Another 2007 study, published in PNAS, looked at 17 US cities and found the same trend: “[N]o city in our analysis experienced a second wave while its main battery of [nonpharmaceutical interventions] was in place. Second waves occurred only after the relaxation of interventions.”
A lot has changed in medicine since 1918, with knowledge of viruses and the widespread use of vaccines and other medications to combat all kinds of diseases. But we still need to rely on nonpharmaceutical interventions, like social distancing, to combat epidemics and pandemics when we don’t have a vaccine. And since we likely won’t have a vaccine for the novel coronavirus for another year or so, we’ll need social distancing for, potentially, months.
As the PNAS study concluded: “In practice, and until emergency vaccine production capacity increases, this means that in the event of a severe pandemic, cities will likely need to maintain [nonpharmaceutical interventions] for longer than the 2–8 weeks that was the norm in 1918.”
We’re still in a very bad place
One of the reasons we likely need social distancing efforts for some time: There’s no sign that the coronavirus epidemic in the US is ending soon.
As of March 24, the US has more than 53,000 confirmed coronavirus cases, with nearly 700 deaths, according to Johns Hopkins University. America’s confirmed cases continue to rise exponentially, with no sign yet of a flattened curve. (It’s unclear how much of this rise is due to more testing versus more spread, but it’s not a good sign either way.)
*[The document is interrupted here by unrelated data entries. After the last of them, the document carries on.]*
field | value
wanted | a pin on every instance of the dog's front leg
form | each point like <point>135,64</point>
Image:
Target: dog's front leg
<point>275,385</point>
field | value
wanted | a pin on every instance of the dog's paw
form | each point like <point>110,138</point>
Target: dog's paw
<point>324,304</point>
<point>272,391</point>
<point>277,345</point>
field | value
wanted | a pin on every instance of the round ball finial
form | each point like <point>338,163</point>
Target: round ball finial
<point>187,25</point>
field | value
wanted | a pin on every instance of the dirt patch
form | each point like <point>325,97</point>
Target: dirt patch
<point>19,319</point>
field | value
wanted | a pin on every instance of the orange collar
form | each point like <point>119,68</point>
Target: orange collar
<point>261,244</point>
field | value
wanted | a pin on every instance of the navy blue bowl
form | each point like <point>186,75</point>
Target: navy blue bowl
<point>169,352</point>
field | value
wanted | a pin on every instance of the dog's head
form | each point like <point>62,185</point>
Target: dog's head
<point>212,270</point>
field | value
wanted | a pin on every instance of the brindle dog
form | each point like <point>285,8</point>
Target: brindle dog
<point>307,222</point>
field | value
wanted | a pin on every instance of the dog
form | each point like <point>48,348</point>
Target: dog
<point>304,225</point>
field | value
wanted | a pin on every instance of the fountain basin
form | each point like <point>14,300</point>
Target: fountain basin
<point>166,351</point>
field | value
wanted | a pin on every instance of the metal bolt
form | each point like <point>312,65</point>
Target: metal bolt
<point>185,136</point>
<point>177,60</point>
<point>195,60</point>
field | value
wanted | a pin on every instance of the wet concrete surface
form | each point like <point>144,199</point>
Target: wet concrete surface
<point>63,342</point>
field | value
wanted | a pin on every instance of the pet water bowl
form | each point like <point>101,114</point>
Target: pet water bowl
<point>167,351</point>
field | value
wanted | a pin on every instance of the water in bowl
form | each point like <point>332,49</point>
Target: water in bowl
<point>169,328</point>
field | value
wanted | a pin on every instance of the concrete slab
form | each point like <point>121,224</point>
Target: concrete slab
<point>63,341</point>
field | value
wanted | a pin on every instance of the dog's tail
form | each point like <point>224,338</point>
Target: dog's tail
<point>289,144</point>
Meanwhile, experts and public health officials continue to complain that the country has botched its response. There still isn’t enough testing, with people still complaining on social media that they can’t access tests even when they have symptoms. Health care providers still say they don’t have access to protective equipment, such as face masks, that they need to take care of patients. At least until recently, most Americans didn’t appear to take calls to social distance very seriously.
Simply put, there’s no sign coronavirus is subsiding yet. As experts previously told me, it could take two months or more of social distancing before the US starts to turn the corner.
“To pick an arbitrary time when we haven’t ramped up testing and we haven’t shored up the hospital supply issues … could really lead to a disaster,” Kates explained.
Trump, however, seems very eager to end social distancing as soon as possible. Even while other experts at the briefing talked down at the idea — Anthony Fauci, head of the National Institute of Allergy and Infectious Diseases, cautioned “flexibility” on the timeline — Trump continued to play up the idea of ending social distancing guidelines by Easter.
“I would love to see it come even sooner,” Trump said, “but I think that would be a beautiful timeline.”